"Drugs and diseases are characterized in completely different scientific languages," said Todd Golub, director of the Broad Institute of MIT and Harvard's Cancer program. Since little is known about the biological states that underlie diseases, the best way to treat them often is elusive, reducing docs to symptom management.

In a paper in the Sept. 29, 2006, issue of Science, senior author Golub, first author Justin Lamb, and their colleagues at the Broad describe a project that they hope will be able to describe drugs and diseases in a common language, and help "establish the relation among diseases, physiological processes, and the action of small-molecule therapeutics," as the authors put it. And two papers published online in Cancer Cell on Sept. 28 show the first practical results of the effort, by connecting drugs to cancers in novel ways.

Gene expression profiling is not new, of course, but Golub and his colleagues wanted to broaden the techniques' horizons, studying the cellular response to a wide variety of what they termed 'perturbagens.'

Given the immense number of cell types, perturbagens, and possible cellular responses that could have been studied, the work is reminiscent of the Otto von Bismarck description of politics as "the art of the possible."

In this case, what was possible was to take four cell lines and treat them with 164 small molecules; the scientists picked the compounds from cell biological categories, such as histone deacetylase inhibitors and estrogen receptor modulators, as well as clinical ones like antidiabetics and antipsychotics.

In each case, the researchers compared the gene expression signature of placebo-treated cells to those treated with a given molecule, and rank-ordered 22,000 genes according to how much their expression levels changed after the treatments.

In some ways, analyzing the data proved trickier than generating it. The researchers developed their own pattern-matching strategy to analyze their signatures; Lamb said that the usual approach, known as hierarchical clustering, would not work because it uses absolute values of gene expression levels, and the team was studying relative values to prevent the drug effects from being completely overpowered by background noise.

The strategy they devised, which they termed Gene Set Enrichment Analysis or GSEA, had the added benefit of not being tied to any technology platform; Lamb said that researchers could compare their own data to the map, which the Broad Institute has made publicly available, regardless of the type of microarrays used.

Even with a custom-made analysis, statistical significance proved surprisingly difficult to pin down. Lamb said that "we consulted with easily a dozen statisticians, and each of them had a completely different idea," including ideas that were mutually exclusive, about how to generate "p" values from the data. The problem, Lamb said, is that "it's not clear that the multiple samples that we are looking at are truly independent in the statistical sense."

The team ended up settling on a so-called permutation "p" value for their analyses, but also cautioned that "there is no standard approach for estimating the statistical significance of the connections observed."

The team reported a variety of findings they generated by using the map, but when asked about his favorite applications of the map to date, Lamb pointed not to anything in the Science paper, but to the two papers that were published online in Cancer Cell.
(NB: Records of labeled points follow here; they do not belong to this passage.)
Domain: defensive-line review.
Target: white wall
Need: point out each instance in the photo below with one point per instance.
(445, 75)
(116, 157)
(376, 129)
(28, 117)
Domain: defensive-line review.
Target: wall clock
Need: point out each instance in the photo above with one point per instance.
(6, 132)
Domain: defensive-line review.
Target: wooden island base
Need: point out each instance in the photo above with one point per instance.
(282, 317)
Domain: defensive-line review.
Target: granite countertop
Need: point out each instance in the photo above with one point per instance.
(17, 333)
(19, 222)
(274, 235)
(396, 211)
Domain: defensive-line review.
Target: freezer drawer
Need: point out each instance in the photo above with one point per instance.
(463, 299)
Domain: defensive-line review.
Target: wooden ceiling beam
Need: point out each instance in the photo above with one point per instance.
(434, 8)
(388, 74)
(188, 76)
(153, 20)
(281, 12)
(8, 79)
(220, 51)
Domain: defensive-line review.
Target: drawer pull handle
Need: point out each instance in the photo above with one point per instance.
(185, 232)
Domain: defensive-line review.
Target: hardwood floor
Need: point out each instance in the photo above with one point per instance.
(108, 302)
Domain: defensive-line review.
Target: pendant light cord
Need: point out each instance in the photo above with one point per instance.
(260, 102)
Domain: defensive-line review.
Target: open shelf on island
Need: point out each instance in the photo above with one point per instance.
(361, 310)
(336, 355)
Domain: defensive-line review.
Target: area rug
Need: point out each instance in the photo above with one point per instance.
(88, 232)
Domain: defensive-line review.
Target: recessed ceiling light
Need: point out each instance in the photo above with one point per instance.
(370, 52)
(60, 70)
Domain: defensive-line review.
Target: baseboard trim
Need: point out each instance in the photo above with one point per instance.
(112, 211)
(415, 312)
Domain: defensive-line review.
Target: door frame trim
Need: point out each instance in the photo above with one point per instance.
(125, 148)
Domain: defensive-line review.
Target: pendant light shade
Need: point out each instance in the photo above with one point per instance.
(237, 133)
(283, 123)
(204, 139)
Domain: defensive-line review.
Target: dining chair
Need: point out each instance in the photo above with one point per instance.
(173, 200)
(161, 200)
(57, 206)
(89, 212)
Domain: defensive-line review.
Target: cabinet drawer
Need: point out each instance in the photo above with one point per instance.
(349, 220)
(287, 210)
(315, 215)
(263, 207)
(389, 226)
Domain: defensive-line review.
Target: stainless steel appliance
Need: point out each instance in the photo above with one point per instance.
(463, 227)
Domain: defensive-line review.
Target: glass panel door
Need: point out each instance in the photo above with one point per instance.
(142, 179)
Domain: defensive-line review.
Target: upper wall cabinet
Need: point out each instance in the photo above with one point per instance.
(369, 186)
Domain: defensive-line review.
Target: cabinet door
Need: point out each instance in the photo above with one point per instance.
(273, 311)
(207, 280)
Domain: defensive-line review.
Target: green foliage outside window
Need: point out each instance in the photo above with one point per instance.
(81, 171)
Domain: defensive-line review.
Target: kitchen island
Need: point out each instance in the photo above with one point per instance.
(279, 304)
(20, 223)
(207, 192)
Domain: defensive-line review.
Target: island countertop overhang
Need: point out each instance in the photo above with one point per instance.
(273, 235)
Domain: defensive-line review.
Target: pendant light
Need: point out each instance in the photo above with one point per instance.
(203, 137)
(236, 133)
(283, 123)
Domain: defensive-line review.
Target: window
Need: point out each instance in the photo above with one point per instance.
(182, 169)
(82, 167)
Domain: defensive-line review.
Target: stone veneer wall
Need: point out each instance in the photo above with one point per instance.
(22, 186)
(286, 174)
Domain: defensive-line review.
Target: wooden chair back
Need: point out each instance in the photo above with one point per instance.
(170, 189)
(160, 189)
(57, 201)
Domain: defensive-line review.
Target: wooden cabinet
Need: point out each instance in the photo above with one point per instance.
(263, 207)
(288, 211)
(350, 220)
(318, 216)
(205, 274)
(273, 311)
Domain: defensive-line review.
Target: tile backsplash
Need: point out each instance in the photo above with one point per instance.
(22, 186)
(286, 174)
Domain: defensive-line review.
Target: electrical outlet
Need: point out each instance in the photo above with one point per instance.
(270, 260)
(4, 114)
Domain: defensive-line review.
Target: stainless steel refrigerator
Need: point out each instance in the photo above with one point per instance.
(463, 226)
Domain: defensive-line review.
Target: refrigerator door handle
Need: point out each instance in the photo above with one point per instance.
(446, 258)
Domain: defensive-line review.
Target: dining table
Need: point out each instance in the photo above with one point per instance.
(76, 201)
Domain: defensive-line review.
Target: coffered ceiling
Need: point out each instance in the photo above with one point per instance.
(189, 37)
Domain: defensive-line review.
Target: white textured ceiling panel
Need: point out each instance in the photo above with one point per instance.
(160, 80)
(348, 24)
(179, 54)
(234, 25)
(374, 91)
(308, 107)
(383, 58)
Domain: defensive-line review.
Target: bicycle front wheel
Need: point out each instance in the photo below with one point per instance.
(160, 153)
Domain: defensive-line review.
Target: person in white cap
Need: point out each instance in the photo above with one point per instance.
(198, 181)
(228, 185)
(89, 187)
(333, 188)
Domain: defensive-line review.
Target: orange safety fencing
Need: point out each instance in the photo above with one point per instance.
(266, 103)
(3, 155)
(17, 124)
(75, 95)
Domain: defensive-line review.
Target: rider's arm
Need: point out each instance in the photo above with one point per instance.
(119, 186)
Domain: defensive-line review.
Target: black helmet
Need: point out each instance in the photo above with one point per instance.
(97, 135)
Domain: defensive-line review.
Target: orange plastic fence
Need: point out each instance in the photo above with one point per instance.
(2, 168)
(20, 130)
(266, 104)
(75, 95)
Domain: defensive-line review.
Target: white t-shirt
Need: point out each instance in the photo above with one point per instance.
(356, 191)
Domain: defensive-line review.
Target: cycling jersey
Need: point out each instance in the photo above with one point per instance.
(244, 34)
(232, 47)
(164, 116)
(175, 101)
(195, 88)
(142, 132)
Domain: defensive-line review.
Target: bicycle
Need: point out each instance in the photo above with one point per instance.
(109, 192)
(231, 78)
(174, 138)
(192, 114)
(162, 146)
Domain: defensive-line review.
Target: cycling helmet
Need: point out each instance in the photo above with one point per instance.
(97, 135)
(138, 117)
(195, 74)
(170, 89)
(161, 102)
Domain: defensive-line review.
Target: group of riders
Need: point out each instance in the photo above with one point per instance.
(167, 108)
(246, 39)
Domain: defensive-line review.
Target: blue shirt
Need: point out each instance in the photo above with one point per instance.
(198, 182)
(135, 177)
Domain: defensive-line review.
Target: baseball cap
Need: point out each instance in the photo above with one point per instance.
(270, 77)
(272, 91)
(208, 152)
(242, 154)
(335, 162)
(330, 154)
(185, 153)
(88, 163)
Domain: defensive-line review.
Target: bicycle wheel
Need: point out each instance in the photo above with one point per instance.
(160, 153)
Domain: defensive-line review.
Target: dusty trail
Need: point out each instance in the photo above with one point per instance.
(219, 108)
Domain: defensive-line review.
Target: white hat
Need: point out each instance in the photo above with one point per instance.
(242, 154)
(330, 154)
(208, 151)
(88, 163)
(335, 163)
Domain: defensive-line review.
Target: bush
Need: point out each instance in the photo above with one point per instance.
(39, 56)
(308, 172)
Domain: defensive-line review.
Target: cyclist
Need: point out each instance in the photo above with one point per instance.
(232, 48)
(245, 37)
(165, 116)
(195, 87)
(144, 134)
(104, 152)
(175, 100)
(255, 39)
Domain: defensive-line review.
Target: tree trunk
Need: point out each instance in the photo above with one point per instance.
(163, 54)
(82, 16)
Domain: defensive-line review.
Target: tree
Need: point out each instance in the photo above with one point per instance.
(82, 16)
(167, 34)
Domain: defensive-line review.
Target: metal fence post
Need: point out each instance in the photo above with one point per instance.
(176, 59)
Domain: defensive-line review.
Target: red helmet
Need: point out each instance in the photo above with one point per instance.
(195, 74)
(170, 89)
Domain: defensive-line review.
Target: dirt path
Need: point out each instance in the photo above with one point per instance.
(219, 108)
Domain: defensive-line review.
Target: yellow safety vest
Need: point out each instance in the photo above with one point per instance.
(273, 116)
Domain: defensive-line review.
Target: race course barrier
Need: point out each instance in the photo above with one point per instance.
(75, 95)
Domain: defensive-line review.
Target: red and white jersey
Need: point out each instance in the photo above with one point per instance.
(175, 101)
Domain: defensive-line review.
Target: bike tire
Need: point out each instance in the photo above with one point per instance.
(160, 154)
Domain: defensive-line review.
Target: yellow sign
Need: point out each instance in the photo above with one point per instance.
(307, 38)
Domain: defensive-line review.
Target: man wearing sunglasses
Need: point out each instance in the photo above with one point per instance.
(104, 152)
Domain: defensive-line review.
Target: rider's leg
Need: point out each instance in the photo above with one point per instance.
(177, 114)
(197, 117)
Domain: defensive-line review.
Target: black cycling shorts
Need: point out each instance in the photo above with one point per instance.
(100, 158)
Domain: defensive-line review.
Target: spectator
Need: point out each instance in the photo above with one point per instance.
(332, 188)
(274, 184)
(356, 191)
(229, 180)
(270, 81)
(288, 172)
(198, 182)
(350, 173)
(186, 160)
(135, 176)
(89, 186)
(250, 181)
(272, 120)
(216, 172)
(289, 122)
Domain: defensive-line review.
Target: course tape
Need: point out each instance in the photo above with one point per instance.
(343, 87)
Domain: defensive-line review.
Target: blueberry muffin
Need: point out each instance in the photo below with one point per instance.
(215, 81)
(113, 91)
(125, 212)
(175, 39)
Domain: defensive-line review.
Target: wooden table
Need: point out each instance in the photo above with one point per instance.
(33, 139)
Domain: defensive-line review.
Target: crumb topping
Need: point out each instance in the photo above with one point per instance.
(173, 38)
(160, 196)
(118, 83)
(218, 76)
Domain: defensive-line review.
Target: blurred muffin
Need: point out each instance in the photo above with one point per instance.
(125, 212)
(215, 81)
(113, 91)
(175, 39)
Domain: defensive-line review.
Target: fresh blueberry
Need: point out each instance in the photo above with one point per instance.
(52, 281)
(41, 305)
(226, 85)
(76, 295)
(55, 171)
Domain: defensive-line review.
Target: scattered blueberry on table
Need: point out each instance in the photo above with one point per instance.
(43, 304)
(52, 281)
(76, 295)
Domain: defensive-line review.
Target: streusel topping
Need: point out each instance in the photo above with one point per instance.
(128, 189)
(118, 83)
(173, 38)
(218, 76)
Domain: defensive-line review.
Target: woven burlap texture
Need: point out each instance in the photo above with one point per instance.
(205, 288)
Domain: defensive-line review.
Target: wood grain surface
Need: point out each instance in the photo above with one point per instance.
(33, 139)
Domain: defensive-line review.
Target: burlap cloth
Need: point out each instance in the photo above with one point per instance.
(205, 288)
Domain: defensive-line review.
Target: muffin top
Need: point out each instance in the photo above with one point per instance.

In one paper, the researchers used the map to understand the molecular actions of gedunin, which were basically unknown despite a long history of medicinal use of the compound. The connectivity map suggested that gedunin as well as another compound, celastrol, inhibit androgen receptor mediated signaling. Androgen receptor signaling plays a critical role in the progression of prostate cancer, but there are very few clinically effective inhibitors.

Lamb said the paper illustrated a strength of the connectivity map: the ability to "develop a hypothesis about the mechanism of action of an unknown small molecule" – in the case of gedunin, the connectivity map was able to do that in "literally 10 minutes."

The second Cancer Cell paper identified the immunosuppressant sirolimus (rapamycin) as a therapeutic candidate for overcoming drug resistance to glucocorticoids in acute lymphoblastic leukemia (ALL). The researchers compared samples of drug-sensitive and drug-resistant ALL cells to the connectivity map, and found that the expression profile induced by rapamycin matched that of glucocorticoid-sensitive ALL cells, suggesting that rapamycin might be able to restore such sensitivity to ALL patients. Lamb termed the finding a "double win: Not only have you come up with a hypothesis, but the drug is already FDA-approved," making clinical trials in a new indication that much easier.

Though the connectivity map's uses are not restricted to drug discovery, Lamb said that the team's next priority is to add all FDA-approved drugs to the database.

"In the short term, that looks like a sweet spot to us," he said.